The study population included youth younger than 20 years residing in the geographic study areas or who were members of participating health plans in 2001 and 2009. For the geographically based sites, the population was defined by the 2001 and 2009 bridged-race intercensal population estimates.18 For California, addresses were geocoded to the census-block level and the race/ethnic–specific proportions were applied to estimate the racial and ethnic composition of youth by age and sex. Patients of the Indian Health Service for the preceding 3 years determined the American Indian study population. Estimates were then pooled across all 5 sites. Race/ethnic categories included: Hispanic, white, black, Asian Pacific Islanders, and American Indians and were determined by first identifying any residents of Hispanic ethnicity and then by applying race-bridging methods18 to multiracial youth to ascertain the probability of belonging to each of the 4 other racial groups. The study population of those aged 17 through 19 years had counts of active duty military personal removed.
Demographic information, date of diagnosis, and diabetes type were obtained from medical records. We validated clinician diagnoses of diabetes type through an etiologic assessment of diabetes type, defined as presence of at least 1 diabetes autoantibody (glutamic acid decarboxylase or insulinoma associated antibody) using harmonized assays19 for type 1 diabetes and in the absence of diabetes autoantibodies and in the presence of insulin resistance based on a clamp validated index20 for type 2 diabetes. This information came from an in-person research visit available on youth who had provided written informed consent or assent. Because no visits were made to patients at the time of diagnosis in the years 2001 and 2009, data from the 2 closest incident years (2002, 2008) were used. Patients with diabetes onset in 2002 or 2008 were identified using the same methods as those in 2001 and 2009. To assess generalizability, selected demographic characteristics of the SEARCH study population were compared with the US population using US Census 2000 and 2010 summary files.

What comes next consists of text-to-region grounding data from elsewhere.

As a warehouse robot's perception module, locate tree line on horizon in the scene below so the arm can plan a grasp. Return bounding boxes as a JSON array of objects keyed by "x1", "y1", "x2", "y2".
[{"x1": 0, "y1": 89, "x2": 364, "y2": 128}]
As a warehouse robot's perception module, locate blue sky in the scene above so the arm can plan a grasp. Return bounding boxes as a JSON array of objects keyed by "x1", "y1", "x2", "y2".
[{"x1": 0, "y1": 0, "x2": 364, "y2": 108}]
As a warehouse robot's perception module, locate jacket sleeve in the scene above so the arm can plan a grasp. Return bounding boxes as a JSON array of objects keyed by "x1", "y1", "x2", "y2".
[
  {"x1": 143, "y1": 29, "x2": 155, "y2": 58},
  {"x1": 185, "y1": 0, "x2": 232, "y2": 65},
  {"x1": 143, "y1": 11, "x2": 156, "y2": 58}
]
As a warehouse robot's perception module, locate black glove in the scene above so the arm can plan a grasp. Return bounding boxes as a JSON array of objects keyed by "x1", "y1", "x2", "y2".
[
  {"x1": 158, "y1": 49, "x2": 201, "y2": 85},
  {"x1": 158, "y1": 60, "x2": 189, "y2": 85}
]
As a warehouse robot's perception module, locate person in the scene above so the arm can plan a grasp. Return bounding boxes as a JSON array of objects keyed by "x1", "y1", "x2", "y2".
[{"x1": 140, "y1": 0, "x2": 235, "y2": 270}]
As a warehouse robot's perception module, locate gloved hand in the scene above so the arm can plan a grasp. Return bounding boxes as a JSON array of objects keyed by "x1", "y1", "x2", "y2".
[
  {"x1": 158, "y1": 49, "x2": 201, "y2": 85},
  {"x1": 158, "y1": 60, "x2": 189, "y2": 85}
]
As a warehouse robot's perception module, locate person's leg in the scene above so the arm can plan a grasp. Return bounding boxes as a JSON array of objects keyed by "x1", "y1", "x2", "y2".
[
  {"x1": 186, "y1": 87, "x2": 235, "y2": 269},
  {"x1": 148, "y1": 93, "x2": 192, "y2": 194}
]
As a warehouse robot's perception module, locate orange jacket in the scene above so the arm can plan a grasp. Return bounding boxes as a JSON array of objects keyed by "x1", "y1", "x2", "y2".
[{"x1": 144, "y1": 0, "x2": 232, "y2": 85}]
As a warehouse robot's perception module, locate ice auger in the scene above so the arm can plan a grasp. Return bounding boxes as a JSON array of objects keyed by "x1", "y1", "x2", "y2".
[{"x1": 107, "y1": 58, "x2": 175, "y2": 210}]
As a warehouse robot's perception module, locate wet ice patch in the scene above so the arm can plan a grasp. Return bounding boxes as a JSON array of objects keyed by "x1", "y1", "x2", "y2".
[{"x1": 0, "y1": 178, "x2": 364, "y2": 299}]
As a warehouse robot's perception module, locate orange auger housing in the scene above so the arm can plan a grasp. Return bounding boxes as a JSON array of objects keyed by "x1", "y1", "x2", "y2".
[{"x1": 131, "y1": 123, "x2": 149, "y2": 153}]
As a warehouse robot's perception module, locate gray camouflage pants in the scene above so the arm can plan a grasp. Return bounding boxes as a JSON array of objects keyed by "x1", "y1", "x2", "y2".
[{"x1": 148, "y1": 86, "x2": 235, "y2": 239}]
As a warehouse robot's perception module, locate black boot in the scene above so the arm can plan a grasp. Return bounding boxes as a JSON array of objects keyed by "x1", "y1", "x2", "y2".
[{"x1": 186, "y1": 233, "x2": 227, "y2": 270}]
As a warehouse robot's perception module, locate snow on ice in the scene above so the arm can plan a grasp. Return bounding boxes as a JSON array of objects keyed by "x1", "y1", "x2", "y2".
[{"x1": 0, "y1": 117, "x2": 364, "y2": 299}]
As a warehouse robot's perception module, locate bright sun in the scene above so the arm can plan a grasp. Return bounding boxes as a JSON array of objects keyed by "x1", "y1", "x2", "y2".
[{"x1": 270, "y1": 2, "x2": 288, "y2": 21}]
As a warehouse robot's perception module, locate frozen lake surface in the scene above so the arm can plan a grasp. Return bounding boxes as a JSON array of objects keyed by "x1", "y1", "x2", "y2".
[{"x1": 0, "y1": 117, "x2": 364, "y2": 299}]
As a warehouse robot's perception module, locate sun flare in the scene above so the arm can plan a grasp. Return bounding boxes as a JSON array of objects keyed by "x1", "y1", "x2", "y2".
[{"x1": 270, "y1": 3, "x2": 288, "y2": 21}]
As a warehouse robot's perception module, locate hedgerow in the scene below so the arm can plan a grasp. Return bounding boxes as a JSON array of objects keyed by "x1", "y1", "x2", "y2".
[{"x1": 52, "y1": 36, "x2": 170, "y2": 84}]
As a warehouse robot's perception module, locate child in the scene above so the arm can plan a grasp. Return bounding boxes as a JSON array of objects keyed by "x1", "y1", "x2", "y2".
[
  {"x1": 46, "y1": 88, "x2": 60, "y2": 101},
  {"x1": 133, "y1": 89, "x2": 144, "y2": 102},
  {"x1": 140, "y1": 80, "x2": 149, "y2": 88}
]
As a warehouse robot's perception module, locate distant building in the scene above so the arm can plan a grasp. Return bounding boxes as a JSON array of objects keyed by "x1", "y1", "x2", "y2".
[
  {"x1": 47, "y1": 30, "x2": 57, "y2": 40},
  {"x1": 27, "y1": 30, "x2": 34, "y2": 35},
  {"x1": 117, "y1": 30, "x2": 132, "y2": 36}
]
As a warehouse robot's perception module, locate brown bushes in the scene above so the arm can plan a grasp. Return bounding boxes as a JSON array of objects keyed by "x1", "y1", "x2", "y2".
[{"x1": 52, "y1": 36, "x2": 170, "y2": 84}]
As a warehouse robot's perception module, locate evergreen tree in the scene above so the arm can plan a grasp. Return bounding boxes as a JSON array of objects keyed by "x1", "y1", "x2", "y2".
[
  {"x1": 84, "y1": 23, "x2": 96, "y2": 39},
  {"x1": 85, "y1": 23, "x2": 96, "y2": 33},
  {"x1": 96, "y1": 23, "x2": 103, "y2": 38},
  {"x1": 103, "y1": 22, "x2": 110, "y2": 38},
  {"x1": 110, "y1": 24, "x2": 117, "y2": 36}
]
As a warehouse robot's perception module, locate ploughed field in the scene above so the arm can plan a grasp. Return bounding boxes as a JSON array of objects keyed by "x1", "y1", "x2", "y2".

Prevalence was expressed as cases of type 1 or 2 diabetes per 1000 youth pooled across all sites with 95% CIs. Statistical tests for trends used a 2-sided skew-corrected inverted score test assuming a binomial distribution.21 Assuming a significance level of 5%, we had more than 90% power to detect a change in prevalence of 0.07 per 1000 youth for the overall population and of 0.12 per 1000 youth for subgroup analyses. Quiz Ref IDTo assess trends over time it is important to determine whether case patients were identified with the same completeness of ascertainment in both years. This was estimated for the 4 geographic-based sites using the capture-recapture method.22 For each center, case patients were identified from multiple sources (from 13 to 41). A source was defined as any location from which case patients were reported. Matching across sources to identify potential duplicate records was performed at the center level using personal health identifiers. Once matching was accomplished, the sources were further grouped into 2 modes of ascertainment (clinicians and inpatient hospital system records). Using the number of duplicate and case patients unique to one or the other source allowed calculation of the total estimated case patients in the geographic region.22 The percentage completeness of ascertainment for each site was taken as the number of observed case patients divided by the total estimated number from the capture-recapture method. Pooled estimates used a global logarithmic-linear model and maximum likelihood analysis23 using SAS version 9.3 (SAS Institute Inc). The 95% CIs computed for the capture-recapture adjusted prevalence estimates account for the variation in the estimates. Approximately 20% of the study population was ascertained in membership-based sites where it was impossible to assess completeness of ascertainment using capture-recapture analyses due to the lack of independent sources of case patient ascertainment.
In 2001, 4958 patients with type 1 diabetes were identified from a population of 3 345 783; the respective case patients and population were 6666 and 3 458 974 in 2009 (Table 1). Prevalence was 1.48 per 1000 (95% CI, 1.44-1.52) in 2001 and 1.93 per 1000 (95% CI, 1.88-1.97) in 2009, representing an increase of 30.0% (95% CI, 25.4%-34.9%) over the 8-year period. Statistically significant increases were observed within each age, race/ethnic, and sex subgroup evaluated except for youth age 0 through 4 years and American Indians, which were the 2 population subgroups with the lowest prevalence of type 1 diabetes in 2001 and 2009. The greatest prevalence increase was observed in those aged 15 through 19 years.
Table 2 shows the prevalence of type 2 diabetes for 2001 and 2009 among youth aged 10 to 19 years. In 2001, 588 of 1 725 846 and in 2009, 819 of 1 781 260 had type 2 diabetes. The overall prevalence was 0.34 per 1000 (95% CI, 0.31-0.37) in 2001 and 0.46 per 1000 (95% CI, 0.43-0.49) in 2009, representing a relative increase of 35% (95% CI, 21.4%-50.0%). A statistically significant increase was seen in both sexes, in those aged 10 through 14 years and 15 through 19 years, and in white, black, and Hispanic youth. No significant changes were seen in Asian Pacific Islander or American Indian youth. The prevalence of type 2 diabetes was higher in both periods among those aged 15 through 19 years than among those aged 10 through 14 years and higher among females than among males; larger absolute increases were seen in these groups over time (P < .001, Table 2).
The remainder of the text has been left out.